This will undoubtedly be a more difficult post for me to write than the two more wild posts that have preceded it. What has been happening is that I have been coming to terms with how severely my personal issues of the past six months have completely interfered with the discipline I need to move forward with my larger creative projects.
When I first moved into the Friendship Apartments on July 27th of last year, it seemed an incredible godsend. This was especially the case when compared with my previous “place of residence.” I had been on the streets for three years consistently in Berkeley prior to that, and for twelve years I had been homeless off-and-on in Berkeley and other towns. That a trustworthy landlord even appeared who would trust me with a one-year lease on an apartment was remarkable. So I cannot claim that Friendship Square has not been a blessing of tremendous magnitude.
However, something began to change within me, maybe not exactly on March 4th, when I reached the “pinnacle” described in the previous entry, but in a gradual way following that date. Whereas before, my studio apartment had been a place of refuge and solitude, it gradually became on open door to all the social activities I eventually found among those who also took up residence in the Friendship Apartments. I’m not sure how to describe what happened to me, other than to say that my loneliness eventually superseded my aloneness.
The blessing of aloneness had been in solitude, seclusion, and sanctuary. I found creative asylum in aloneness, and I proceeded with the Berkeley Music and the Babylon Script with a disciplined fury, only taking Sundays off from my writing. Slowly, however, the blessing of solitude was transformed into a curse of loneliness. I began to interact with whoever happened to be nearby, often another lonely person like myself. I honestly think I did not even realize that I was lonely. I doubt that many of the other men in my building were in touch with their loneliness either. It isn’t easy, after all, for a man to admit that he has such feelings.
Before I knew it, I had befriended every man, and most of the women, in the Friendship Apartments. It seemed they were called the “Friendship Apartments” for a reason. Much reveling took place. I would sometimes wake up in the morning wondering what I had done with myself. At this point, I am certain I need say no more.
My pastor at my church had become concerned, along with those few members of the community whom I had truly befriended, including Young Paul down at the Bagel Shop. We were all decidedly looking for a new and better place for me to stay, even as I was clinging to the model of Friendship Square as the answer to years of prayers I prayed on the streets, praying only that God would grant me “a window, a lock on the door, and a power outlet.” After being homeless for so long, I was convinced that this was all I would need to be happy.

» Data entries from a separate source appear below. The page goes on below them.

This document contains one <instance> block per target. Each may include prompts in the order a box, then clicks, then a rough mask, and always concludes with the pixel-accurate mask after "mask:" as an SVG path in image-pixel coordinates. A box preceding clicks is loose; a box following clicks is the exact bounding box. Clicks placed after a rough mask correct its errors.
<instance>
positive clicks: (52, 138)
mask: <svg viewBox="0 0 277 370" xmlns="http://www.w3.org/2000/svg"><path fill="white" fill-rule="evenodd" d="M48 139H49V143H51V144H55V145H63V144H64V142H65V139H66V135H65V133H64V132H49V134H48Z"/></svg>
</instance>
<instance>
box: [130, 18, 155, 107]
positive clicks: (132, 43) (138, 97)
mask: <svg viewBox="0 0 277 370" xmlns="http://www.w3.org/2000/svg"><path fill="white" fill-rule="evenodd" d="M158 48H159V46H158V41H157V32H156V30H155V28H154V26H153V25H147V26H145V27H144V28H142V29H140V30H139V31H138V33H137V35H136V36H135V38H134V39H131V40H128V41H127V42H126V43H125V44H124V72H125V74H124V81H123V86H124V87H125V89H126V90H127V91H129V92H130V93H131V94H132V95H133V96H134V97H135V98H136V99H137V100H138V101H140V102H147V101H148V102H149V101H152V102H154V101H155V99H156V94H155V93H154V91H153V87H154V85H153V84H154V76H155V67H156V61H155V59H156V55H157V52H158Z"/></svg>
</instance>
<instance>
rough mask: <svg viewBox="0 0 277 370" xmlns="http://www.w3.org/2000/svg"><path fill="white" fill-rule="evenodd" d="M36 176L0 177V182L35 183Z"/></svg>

I got on a list for subsidized Senior housing. Then, just yesterday, something came up. It’s a two bedroom apartment, actually, for only $318/mo. It’s in a good area, near Paradise Path where I run, and near the Safeway at the East Side Mall. It’s off the beaten trail of the student partying at the Main Street pubs, as well as the more insidious, invisible “tweaker” scene that lurks menacingly all around the current block. It isn’t at all a certainty yet, but I feel a real hope about this option. Also, if it falls through, Young Paul has offered to let me take over the lease on his one-bedroom apartment (also in an excellent location) as soon as he and a roommate move into their two-bedroom. So it seems fail-safe.
If any of you are the praying types, please pray about this. I believe that, while it may not exactly “solve” my problems, it will put me in an environment much more conducive to their being solved. And in any case, I awoke this morning feeling that some unweildy burden had been lifted from me overnight. I am no longer so “wild,” nor have I been contemplating the unfeasible. It is entirely possible that, the next time you hear from me, I will be standing on higher, more fertile, ground.
“The night is far gone; the day is at hand. So then let us cast off the works of darkness and put on the armor of light.”